We revisit cosmological neutrino mass bounds when a fraction of dark matter is allowed to decay to massless dark radiation. By compensating the late-time increase in the matter density induced by neutrinos becoming non-relativistic, decaying dark matter (DDM) can render datasets solely sensitive to the background density effectively insensitive to neutrino masses. Using data from baryonic acoustic oscillations (BAO) and Type Ia supernovae together with a distance prior from the cosmic microwave background (CMB), we find that neutrino masses as large as ${\cal O}(1\,\mathrm{eV})$ are allowed without degrading the fit. Moreover, the combination of BAO data with the CMB distance prior yields a preference for a non-zero DDM fraction, and alleviates the need for dynamical dark energy with phantom crossing. However, the degeneracy introduced by DDM is decisively broken once perturbation observables are included.

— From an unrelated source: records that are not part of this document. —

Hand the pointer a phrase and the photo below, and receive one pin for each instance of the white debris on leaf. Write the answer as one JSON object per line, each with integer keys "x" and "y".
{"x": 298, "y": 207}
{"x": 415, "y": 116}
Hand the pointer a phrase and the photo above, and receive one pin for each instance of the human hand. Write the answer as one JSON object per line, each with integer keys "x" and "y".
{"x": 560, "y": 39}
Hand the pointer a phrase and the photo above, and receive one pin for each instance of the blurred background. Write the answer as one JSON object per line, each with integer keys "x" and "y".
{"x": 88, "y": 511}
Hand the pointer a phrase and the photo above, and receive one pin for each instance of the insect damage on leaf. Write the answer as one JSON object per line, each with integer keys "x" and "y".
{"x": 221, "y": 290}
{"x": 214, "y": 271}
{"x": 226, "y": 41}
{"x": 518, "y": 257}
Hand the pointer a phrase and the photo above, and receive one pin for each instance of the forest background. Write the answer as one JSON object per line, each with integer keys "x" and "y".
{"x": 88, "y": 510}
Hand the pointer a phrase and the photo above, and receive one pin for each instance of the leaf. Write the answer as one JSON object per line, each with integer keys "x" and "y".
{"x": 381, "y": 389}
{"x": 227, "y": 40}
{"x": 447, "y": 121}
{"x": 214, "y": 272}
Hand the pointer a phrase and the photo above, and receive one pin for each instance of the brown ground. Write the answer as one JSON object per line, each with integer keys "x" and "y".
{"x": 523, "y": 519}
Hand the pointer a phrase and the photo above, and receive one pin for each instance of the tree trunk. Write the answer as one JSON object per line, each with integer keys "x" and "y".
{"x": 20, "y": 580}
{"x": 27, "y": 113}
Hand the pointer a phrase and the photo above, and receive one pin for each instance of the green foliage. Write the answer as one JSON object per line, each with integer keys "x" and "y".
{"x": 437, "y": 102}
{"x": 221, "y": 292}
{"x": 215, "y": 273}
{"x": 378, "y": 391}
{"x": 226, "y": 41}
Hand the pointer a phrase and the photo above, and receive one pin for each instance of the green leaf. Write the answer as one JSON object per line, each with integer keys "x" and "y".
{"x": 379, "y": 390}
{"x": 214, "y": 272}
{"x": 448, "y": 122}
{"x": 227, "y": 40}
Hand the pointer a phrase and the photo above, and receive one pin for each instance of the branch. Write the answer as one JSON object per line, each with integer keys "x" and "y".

Incorporating the full $\textit{Planck}$ CMB likelihood, and in particular CMB lensing, restores strong constraints on the neutrino mass in the DDM scenario, $\sum m_ν\lesssim 0.079\,\mathrm{eV}$. In contrast, neutrino mass constraints in a smooth dark energy model described by the Chevallier-Polarski-Linder parametrization become merely $\sim 25\%$ stronger compared to background-only analyses. Our results highlight the essential role of structure-growth measurements in assessing extensions of the dark sector and to obtain robust cosmological neutrino mass bounds.